"Ik ben zo weer terug." Het zijn de laatste woorden die de achtergebleven gezinsleden horen van Jan Maas uit Borkel en Schaft. Kort daarvoor was de postbode de bezorger van het goede nieuws geweest: ‘De Tommy’s staan aan de grens’. In alle euforie springt Maas met enkele dorpsgenoten op de fiets om de bevrijders tegemoet te fietsen. Een halfuur later wordt hij doodgeschoten.

 

'Tommy's'
Het nieuws dat de Britten (de ‘Tommy’s’) zich hadden gemeld aan de Nederlandse grens gaat op 11 september 1944 als een lopend vuurtje door het dorp. Ook Jan Maas (54) hoort het nieuws aan, maar blijft nog even gereserveerd. “Ze komen vanzelf hier naartoe”, hoort de dan 13-jarige Bart Maas zijn vader zeggen. Dan fietst een aantal dorpelingen het erf op, zelfs de pas geïnstalleerde pastoor Goyarts is aangesloten bij de fietsers.

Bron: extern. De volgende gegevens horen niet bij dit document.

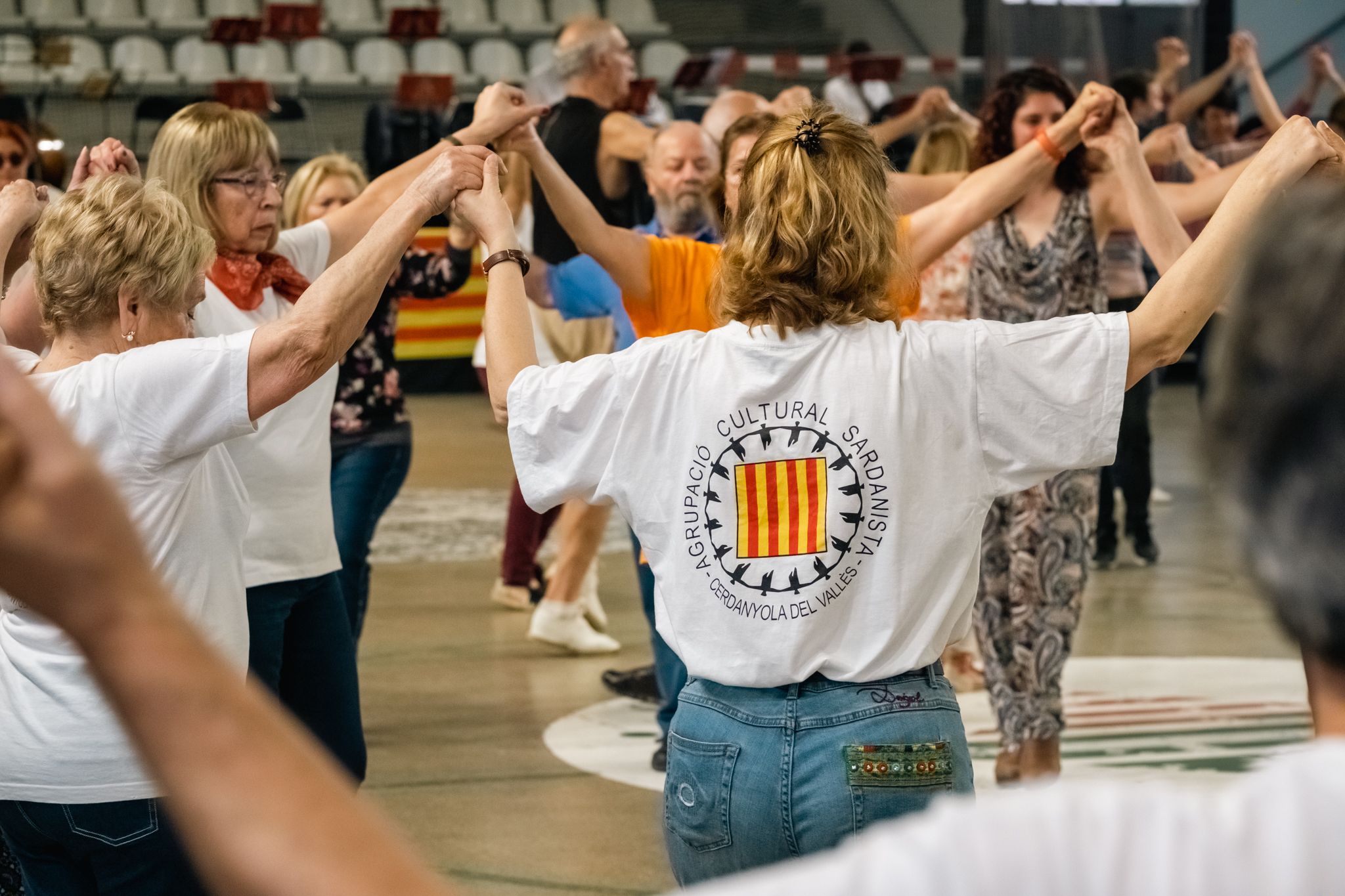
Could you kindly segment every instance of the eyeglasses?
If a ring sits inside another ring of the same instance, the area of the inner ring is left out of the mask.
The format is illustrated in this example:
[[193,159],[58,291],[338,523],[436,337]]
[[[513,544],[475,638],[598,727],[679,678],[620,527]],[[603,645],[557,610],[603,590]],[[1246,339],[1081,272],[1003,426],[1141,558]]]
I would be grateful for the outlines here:
[[274,187],[277,193],[284,193],[286,180],[289,180],[289,176],[281,171],[270,177],[262,177],[261,175],[247,175],[246,177],[215,177],[213,183],[238,187],[243,191],[247,199],[257,199],[266,192],[266,187]]

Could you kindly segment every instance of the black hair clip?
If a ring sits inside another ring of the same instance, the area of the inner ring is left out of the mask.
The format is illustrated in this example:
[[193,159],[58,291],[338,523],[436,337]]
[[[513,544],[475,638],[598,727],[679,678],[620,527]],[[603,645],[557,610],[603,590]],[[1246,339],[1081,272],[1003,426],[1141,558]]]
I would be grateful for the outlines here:
[[799,122],[794,142],[803,146],[810,156],[818,154],[822,152],[822,125],[815,118],[804,118]]

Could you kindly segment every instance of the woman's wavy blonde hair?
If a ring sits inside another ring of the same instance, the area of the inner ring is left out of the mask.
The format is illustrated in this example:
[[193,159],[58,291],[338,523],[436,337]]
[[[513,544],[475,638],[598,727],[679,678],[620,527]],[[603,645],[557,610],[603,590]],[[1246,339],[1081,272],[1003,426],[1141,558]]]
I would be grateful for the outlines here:
[[[816,133],[812,152],[800,134]],[[807,329],[896,320],[909,278],[888,200],[888,160],[826,103],[783,116],[752,154],[712,293],[721,321]]]
[[215,177],[250,168],[262,154],[272,168],[280,168],[276,134],[261,118],[219,102],[194,102],[159,129],[145,176],[163,180],[192,222],[219,239],[222,228],[211,195]]
[[109,175],[47,210],[31,258],[42,322],[55,334],[114,320],[122,289],[165,313],[187,310],[215,240],[163,183]]
[[289,179],[289,185],[285,187],[285,199],[280,204],[281,227],[299,227],[308,223],[300,220],[304,216],[304,210],[308,208],[313,193],[328,177],[350,177],[359,192],[364,192],[364,187],[369,187],[364,169],[346,153],[330,152],[315,156],[299,167],[295,176]]

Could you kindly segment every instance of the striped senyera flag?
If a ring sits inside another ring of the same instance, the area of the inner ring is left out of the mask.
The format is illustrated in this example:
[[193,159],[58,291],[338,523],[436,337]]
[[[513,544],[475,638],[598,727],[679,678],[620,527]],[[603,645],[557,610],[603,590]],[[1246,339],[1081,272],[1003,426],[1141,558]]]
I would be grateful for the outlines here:
[[740,557],[826,551],[826,458],[740,463],[734,478]]

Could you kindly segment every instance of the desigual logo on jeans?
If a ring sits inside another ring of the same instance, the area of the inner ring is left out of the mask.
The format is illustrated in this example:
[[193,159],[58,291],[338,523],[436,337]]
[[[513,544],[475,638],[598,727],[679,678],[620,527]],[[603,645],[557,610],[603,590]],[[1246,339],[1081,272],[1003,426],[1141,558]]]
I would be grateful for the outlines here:
[[858,426],[811,402],[761,402],[716,422],[682,496],[687,559],[726,610],[804,619],[839,599],[882,545],[884,467]]

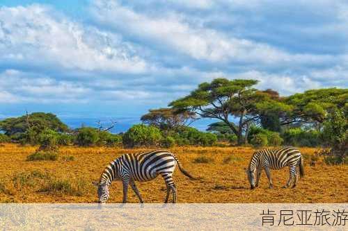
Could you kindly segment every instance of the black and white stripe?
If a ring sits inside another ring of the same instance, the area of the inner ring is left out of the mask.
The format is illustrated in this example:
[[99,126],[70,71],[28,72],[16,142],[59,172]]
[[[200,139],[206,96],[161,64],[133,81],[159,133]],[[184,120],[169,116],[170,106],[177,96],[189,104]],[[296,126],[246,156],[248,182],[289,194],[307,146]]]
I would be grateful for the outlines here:
[[[246,170],[251,189],[258,186],[262,169],[264,169],[269,181],[269,188],[273,188],[269,169],[280,169],[286,166],[289,166],[290,177],[284,187],[290,187],[293,178],[294,178],[294,182],[292,187],[295,187],[299,175],[296,171],[297,166],[299,166],[301,177],[304,176],[303,160],[299,149],[287,147],[279,149],[262,149],[255,152]],[[255,175],[256,184],[255,184]]]
[[176,187],[172,175],[177,164],[182,173],[193,179],[182,168],[177,158],[169,151],[155,150],[135,154],[125,154],[111,162],[102,173],[100,182],[94,183],[98,186],[99,202],[106,203],[109,199],[109,186],[113,180],[122,180],[123,203],[127,202],[129,184],[140,202],[143,203],[135,182],[151,180],[161,175],[167,188],[164,203],[168,203],[171,191],[173,193],[173,203],[175,203]]

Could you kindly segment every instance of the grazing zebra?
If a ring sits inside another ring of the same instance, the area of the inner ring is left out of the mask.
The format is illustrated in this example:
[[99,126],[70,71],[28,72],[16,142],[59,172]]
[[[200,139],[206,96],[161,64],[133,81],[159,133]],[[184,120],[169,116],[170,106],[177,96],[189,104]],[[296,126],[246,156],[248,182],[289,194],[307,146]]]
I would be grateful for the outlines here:
[[167,194],[164,203],[168,203],[171,190],[173,192],[173,203],[176,203],[176,187],[172,175],[177,163],[179,169],[190,179],[194,179],[186,171],[174,154],[167,151],[155,150],[135,154],[125,154],[105,168],[99,182],[93,182],[98,187],[99,203],[104,203],[109,197],[109,186],[113,180],[122,180],[123,200],[127,203],[128,185],[136,194],[141,203],[143,203],[135,181],[148,181],[161,175],[166,182]]
[[[249,166],[246,169],[246,174],[250,182],[251,189],[253,189],[258,186],[260,176],[262,169],[264,169],[269,181],[269,188],[273,188],[273,182],[271,178],[269,169],[280,169],[285,166],[289,166],[290,178],[284,188],[290,186],[292,180],[294,178],[292,188],[296,187],[298,181],[298,173],[296,166],[299,166],[300,176],[304,176],[303,158],[301,155],[299,149],[287,147],[278,149],[262,149],[255,151],[251,157]],[[255,176],[256,175],[256,184]]]

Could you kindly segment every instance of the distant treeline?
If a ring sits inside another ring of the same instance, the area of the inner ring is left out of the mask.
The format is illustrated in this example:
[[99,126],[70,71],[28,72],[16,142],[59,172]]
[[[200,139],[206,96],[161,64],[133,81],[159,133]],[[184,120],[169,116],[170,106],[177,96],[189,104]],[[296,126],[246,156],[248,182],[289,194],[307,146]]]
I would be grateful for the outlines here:
[[[72,130],[51,113],[8,118],[0,121],[0,142],[38,144],[51,139],[57,145],[132,148],[212,146],[224,142],[258,147],[329,147],[345,158],[347,89],[312,89],[285,97],[273,89],[255,88],[257,83],[216,78],[201,83],[169,108],[150,110],[141,117],[142,124],[118,135],[102,126]],[[189,127],[200,118],[219,121],[209,125],[207,132]]]

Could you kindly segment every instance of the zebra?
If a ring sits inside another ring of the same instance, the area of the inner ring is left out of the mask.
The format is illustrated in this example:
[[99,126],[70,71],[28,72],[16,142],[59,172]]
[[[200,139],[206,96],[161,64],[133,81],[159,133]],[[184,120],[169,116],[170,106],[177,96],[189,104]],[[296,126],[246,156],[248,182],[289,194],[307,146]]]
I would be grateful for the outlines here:
[[120,180],[123,187],[122,203],[127,203],[128,185],[130,184],[140,203],[143,203],[135,182],[149,181],[155,179],[158,175],[161,175],[164,179],[166,185],[164,203],[168,203],[171,191],[173,193],[173,203],[176,203],[176,187],[172,178],[176,164],[184,175],[191,180],[195,179],[184,169],[175,155],[168,151],[155,150],[121,155],[111,161],[105,168],[99,182],[93,182],[98,188],[99,203],[105,203],[109,200],[109,187],[111,182]]
[[[262,149],[255,151],[250,161],[248,169],[246,169],[251,189],[258,186],[260,176],[262,169],[264,169],[269,182],[269,189],[273,188],[269,169],[280,169],[285,166],[289,166],[290,178],[283,188],[290,186],[292,178],[294,178],[292,188],[297,185],[298,173],[296,167],[299,166],[301,178],[304,176],[303,158],[299,149],[294,147],[286,147],[278,149]],[[255,178],[256,175],[256,184]]]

B.Maas, de zoon van Jan, vertelt het tragische verhaal van zijn vader

 “Mijn vader laat zich overhalen en pakt ook zijn fiets. Met de mededeling ‘zo terug te zijn’ fietst hij weg. Via allerlei binnenweggetjes en zandpaden komt de groep op de Luikerweg waar ze twee Engelse verkenners tegenkomen”, vertelt de zoon van Jan Maas. “Of ze Duitsers hadden gezien. Nee, er was geen Duitser te bekennen.” Samen met de Engelsen roken ze nog een sigaretje. “De pastoor heeft nog wat foto’s genomen. Op een van die foto’s staat mijn vader. Een half uur voor zijn dood.”

Duitse soldaten
Na deze ontmoeting fietsen Jan Maas (‘de dag is nou toch kapot’) en de andere mannen verder richting de Belgische grens. Vlak bij de grens springen er plots Duitse soldaten uit de bosjes. De mannen uit Borkel en Schaft proberen te vluchten en ze rennen alle kanten op. De Duitsers weten vier mannen te achterhalen. Jan Maas is een van hen. De Duitsers zien de mannen als handlangers van de Britten. “Ze moeten mee naar een boerderij in de omgeving en worden naar de achterkant geleid, met de bedoeling om ze daar dood te schieten”, vertelt Bart Maas. Een Duitse officier grijpt echter in en laat het viertal gaan gaan: "Jullie zijn vrij."

Alsnog onder vuur
Terwijl de mannen naar hun fiets rennen, worden ze alsnog onder vuur genomen. Bart beschrijft het afschuwelijke tafereel. “Van één fietser worden drie vingers eraf geschoten. Ook krijgt hij een kogel in zijn buik. Mijn vader en een andere dorpeling worden dodelijk geraakt door een kogel in het hoofd."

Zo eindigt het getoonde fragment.